Biblical stories enjoyable because they're great literature
The Rev. Darrell Brazell, pastor, New Hope Fellowship, 1449 Kasold Drive:
This may sound simplistic, but the way to make connections with the ancient stories in scripture is to just read them. Yes, there are some sections of the Bible that are confusing, technical and even tedious. However, the stories themselves are great literature and rank right up there with the stories that draw us to the box office, the Internet and the local bookstore.
David's affair with Bathsheba and his subsequent unwillingness to deal with his sexual and family dysfunctions easily compare with the stories of Bill Clinton, Ted Haggard or whoever might be the latest political or religious leader to fall to sexual indiscretions.
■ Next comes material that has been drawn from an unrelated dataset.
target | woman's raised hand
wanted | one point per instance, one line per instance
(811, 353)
Currently, I am preaching through the gospel of Mark, and Mark's ability to tell the story of Jesus constantly amazes me. Too often, people get so caught up arguing about the interpretations of particular teachings they forget the Christian faith is primarily focused on the story of the person of Jesus. God intends this story to draw us into relationship with his son who calmed the sea, healed the sick and raised the dead. He also battled toe to toe with the religious leaders of his day so intensely that they resorted to killing him.
Now to me, that sounds like quite an intriguing story line, but don't take my word for it. Investigate it yourself. Stop trying to analyze it and take an hour to just read the Gospel of Mark. Allow your heart to ask, "Who is this man?"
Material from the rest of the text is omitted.